S'il assurait la responsabilité du magasin de MULHOUSE, il ne disposait pas d'une délégation de pouvoir en ce qui concerne le personnel et toutes les décisions disciplinaires étaient prises par la direction des ressources humaines.
Enfin les contrôles effectués par M. D... ou Mme B... démontrent qu'il disposait d'un pouvoir d'initiative limité, ce qui n'est pas contredit par la définition du poste de responsable d'unité.
Les attributions qui lui étaient confiées correspondent à la définition prévue par la convention collective pour les agents de maîtrise niveau 4 échelon 2 selon lequel il assure la direction du travail du personnel sous ses ordres.
Le jugement déféré sera confirmé.
Les heures supplémentaires :
Si la preuve des heures supplémentaires n'incombe pas spécialement à l'une ou l'autre partie, il appartient au salarié de produire au préalable les éléments étayant sa demande.
Le fait que le salarié n'aurait jamais réclamé le paiement d'heures supplémentaires ne constitue pas un motif suffisant pour prétendre que sa demande est infondée, cet argument est d'ailleurs contredit par le courrier du conseil de M. X... du 04 mai 2004 et par courrier du salarié adressé à MM. D... et H....
Contrairement à ce que soutient l'intimé aucune clause de forfait n'est invoquée par l'appelante. En tout état de cause tant le contrat de travail initial que l'avenant du 27 novembre 2003 ne prévoient une telle clause.
M. X... produit un agenda où il a noté lui même ses heures de présence, cependant ce document établi par lui même et contesté par la société BOULANGERIE PAUL n'est étayé par aucun autre élément.
L'amplitude horaire qu'il invoque n'est pas crédible car il ne démontre nullement qu'il devait assurer la fabrication des différents produits ou même être présent avant l'ouverture du magasin au public.
Il lui était d'ailleurs reproché lors de la mise à pied de ne pas assurer la fermeture ou l'ouverture du magasin même si ce fait ne pouvait pas constituer un grief en raison de l'absence de directives prouvées, M. X... n'était pas dispensé de pointer. La liste des incidents dément les annotations de son agenda.

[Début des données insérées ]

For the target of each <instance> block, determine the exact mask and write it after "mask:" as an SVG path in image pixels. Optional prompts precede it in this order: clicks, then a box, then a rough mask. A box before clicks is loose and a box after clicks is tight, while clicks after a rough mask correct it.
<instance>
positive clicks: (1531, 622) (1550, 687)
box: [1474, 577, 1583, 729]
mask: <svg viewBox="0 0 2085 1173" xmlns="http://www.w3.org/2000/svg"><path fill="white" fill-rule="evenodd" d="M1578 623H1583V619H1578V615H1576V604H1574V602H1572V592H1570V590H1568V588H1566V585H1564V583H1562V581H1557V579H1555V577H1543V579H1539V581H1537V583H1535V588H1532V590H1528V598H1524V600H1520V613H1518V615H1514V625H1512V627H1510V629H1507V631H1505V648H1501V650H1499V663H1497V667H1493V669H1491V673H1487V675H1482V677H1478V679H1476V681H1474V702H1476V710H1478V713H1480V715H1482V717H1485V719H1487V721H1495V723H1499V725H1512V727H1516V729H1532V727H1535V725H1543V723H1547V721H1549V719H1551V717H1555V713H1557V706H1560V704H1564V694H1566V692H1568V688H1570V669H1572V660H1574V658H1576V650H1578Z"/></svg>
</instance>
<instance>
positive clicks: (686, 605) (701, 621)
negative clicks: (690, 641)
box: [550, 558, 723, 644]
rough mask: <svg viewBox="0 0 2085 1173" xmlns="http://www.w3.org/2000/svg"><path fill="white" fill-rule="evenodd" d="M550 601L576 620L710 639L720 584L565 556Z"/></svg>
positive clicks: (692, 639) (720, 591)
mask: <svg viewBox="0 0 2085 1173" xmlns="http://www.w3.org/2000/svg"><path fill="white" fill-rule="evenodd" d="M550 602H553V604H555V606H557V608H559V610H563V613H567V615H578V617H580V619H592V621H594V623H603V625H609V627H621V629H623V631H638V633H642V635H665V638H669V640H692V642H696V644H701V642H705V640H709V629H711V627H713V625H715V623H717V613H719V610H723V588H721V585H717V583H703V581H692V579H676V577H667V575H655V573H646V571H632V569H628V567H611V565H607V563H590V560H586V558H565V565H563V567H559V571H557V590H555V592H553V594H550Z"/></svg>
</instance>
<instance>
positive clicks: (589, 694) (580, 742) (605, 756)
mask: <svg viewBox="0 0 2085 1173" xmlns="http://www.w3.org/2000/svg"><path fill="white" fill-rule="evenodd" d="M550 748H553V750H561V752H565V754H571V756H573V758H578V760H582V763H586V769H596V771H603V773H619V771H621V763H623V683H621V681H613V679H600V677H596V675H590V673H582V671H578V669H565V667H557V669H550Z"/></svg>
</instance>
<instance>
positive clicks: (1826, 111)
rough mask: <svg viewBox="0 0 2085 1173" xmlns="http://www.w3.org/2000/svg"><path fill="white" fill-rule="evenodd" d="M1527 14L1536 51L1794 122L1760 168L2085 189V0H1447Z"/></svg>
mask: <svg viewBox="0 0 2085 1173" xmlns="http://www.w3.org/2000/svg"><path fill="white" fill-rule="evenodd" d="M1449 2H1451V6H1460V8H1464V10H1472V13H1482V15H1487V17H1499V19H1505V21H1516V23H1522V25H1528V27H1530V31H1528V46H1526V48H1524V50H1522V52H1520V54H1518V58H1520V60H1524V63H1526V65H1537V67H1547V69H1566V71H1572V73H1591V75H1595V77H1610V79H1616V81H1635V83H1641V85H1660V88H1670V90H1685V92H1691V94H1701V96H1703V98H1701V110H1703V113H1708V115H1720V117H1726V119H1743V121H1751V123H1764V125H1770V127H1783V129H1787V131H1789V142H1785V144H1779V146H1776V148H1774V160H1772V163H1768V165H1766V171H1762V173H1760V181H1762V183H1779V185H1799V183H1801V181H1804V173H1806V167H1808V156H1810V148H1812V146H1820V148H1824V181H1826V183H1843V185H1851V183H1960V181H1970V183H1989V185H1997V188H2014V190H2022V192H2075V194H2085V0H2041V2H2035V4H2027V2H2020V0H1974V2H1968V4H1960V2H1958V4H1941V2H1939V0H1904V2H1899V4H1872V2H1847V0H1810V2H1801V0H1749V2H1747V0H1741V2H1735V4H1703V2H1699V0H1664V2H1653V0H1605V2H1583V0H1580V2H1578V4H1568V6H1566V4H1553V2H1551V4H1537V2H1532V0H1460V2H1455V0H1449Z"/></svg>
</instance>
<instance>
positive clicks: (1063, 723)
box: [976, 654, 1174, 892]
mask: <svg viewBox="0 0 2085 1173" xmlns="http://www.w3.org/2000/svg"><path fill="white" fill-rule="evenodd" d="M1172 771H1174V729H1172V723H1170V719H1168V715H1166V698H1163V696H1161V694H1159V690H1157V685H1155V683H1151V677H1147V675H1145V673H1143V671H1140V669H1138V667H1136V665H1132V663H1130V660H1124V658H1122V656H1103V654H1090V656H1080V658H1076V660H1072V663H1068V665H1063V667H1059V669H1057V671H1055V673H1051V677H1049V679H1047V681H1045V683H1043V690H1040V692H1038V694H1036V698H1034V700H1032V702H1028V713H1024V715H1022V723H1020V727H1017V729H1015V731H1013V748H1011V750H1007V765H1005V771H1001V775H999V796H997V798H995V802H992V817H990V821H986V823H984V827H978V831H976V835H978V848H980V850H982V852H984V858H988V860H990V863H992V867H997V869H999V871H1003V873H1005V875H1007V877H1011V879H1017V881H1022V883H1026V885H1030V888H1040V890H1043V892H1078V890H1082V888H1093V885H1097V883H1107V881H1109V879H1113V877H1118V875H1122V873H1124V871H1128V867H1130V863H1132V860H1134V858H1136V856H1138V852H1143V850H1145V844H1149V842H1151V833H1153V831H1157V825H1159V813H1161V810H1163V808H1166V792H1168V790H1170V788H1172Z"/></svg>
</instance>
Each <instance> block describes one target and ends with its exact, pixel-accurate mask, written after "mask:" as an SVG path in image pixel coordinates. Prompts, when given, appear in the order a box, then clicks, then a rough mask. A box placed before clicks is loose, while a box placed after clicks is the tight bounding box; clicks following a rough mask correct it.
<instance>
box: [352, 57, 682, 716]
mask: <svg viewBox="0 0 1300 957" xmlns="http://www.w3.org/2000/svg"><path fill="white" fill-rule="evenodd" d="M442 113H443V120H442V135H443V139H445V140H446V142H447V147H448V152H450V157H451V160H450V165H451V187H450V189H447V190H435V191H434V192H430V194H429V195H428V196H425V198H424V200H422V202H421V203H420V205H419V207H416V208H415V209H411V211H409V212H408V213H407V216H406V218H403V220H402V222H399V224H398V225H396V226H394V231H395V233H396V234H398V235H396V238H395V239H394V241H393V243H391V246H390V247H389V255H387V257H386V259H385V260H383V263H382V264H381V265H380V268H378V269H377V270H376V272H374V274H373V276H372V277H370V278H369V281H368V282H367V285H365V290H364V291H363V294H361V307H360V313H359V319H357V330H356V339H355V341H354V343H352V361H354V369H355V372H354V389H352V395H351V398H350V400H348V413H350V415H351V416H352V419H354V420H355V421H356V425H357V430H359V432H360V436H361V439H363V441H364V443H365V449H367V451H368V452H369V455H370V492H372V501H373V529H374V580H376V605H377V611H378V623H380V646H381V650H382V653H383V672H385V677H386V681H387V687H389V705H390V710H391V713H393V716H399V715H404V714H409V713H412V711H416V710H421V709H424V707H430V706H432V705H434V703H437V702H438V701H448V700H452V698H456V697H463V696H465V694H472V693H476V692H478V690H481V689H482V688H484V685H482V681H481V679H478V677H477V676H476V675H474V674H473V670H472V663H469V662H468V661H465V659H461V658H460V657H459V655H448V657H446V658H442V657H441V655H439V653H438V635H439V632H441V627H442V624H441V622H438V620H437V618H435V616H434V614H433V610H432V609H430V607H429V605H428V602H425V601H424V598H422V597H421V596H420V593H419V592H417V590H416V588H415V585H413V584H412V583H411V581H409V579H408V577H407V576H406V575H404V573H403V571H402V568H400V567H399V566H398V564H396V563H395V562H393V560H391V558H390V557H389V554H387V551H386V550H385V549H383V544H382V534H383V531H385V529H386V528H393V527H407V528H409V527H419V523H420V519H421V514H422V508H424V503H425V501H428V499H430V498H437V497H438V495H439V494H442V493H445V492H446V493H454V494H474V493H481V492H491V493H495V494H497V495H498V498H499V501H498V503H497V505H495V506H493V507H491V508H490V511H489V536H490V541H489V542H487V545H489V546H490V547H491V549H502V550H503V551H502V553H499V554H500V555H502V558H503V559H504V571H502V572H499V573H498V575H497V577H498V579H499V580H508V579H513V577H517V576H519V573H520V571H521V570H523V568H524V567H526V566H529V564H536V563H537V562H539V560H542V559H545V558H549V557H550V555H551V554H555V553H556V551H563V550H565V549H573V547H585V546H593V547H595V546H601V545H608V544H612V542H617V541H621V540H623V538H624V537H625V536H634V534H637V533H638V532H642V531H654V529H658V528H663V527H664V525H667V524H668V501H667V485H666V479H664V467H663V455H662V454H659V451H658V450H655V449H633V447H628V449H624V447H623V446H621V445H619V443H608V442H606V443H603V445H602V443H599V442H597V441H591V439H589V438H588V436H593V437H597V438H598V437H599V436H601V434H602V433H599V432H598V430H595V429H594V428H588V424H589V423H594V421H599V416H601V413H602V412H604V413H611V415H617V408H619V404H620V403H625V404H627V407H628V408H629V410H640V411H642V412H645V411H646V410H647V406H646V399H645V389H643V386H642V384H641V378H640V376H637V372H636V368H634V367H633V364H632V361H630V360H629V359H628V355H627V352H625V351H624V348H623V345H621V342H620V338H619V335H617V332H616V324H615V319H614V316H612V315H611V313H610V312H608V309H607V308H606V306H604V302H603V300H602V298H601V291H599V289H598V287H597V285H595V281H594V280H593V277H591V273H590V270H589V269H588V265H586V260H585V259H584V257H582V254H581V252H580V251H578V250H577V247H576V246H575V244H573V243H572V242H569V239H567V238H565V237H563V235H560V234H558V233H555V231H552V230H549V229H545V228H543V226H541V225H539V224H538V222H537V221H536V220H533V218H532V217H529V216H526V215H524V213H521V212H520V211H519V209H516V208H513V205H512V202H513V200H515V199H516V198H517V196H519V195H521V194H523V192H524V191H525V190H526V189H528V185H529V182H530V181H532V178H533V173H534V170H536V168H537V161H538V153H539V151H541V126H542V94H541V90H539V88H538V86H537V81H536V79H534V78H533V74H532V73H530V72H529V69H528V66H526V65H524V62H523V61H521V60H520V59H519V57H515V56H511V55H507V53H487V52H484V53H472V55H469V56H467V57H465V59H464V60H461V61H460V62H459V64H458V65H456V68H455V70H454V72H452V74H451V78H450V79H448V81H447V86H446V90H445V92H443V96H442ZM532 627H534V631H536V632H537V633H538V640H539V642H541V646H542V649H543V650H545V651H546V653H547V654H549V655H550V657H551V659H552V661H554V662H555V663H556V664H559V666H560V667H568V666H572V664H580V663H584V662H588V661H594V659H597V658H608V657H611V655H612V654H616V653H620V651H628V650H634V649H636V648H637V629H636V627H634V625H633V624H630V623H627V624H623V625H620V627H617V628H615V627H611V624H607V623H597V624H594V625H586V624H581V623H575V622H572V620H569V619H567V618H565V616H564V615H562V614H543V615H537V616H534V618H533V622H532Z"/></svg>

En outre, il met en compte des heures supplémentaires dès le dépassement de 35 heures hebdomadaires alors que le calcul des heures supplémentaires ne pouvait se faire qu'à partir de la 38e heure en raison de l'accord de réduction du temps de travail signé le 05 avril 2000.
Le décompte du salarié est contredit par les bulletins de paye de mars et décembre 2003 qui font état du paiement d'heures supplémentaires dont il ne tient pas compte.
Le décompte d'heures effectué manifestement a posteriori et qui est contredit tant par les relevés de pointage que par le reproche qui lui avait été fait de ne pas assurer alternativement l'ouverture et la fermeture, ne suffit pas à démontrer l'accomplissement d'heures supplémentaires autres que celles qui lui ont été payées.
Le jugement déféré sera infirmé sur ce point et M. X... débouté de sa demande et de celle au titre du repos compensateur qui en découle.
Succombant en appel M. X... sera condamné aux dépens de cette instance.
Aucune considération d'équité n'impose de faire bénéficier la SARL BOULANGERIE PAUL d'une indemnité au titre de ses frais irrépétibles.
PAR CES MOTIFS
La Cour statuant par mise à disposition au greffe, par arrêt contradictoire et en dernier ressort, après en avoir statuer conformément à la loi,
Déclare les appels recevables en la forme ;
Au fond,
Déclare l'appel incident mal fondé et le rejette ;
Déclare l'appel principal bien fondé ;
Infirme le jugement déféré sur le rappel de salaire pendant la mise à pied, les heures supplémentaires et le repos compensateur et statuant à nouveau,
Déboute M. X... de ses demandes à ce titre ;
Confirme pour le surplus ;
Condamne M. X... aux dépens d'appel ;
Rejette la demande de la SARL BOULANGERIE PAUL au titre de l'article 700 du Nouveau code de procédure civile.
Le présent arrêt a été signé par Madame RESTEGAR, Président, et Mademoiselle FRIEH, Greffier.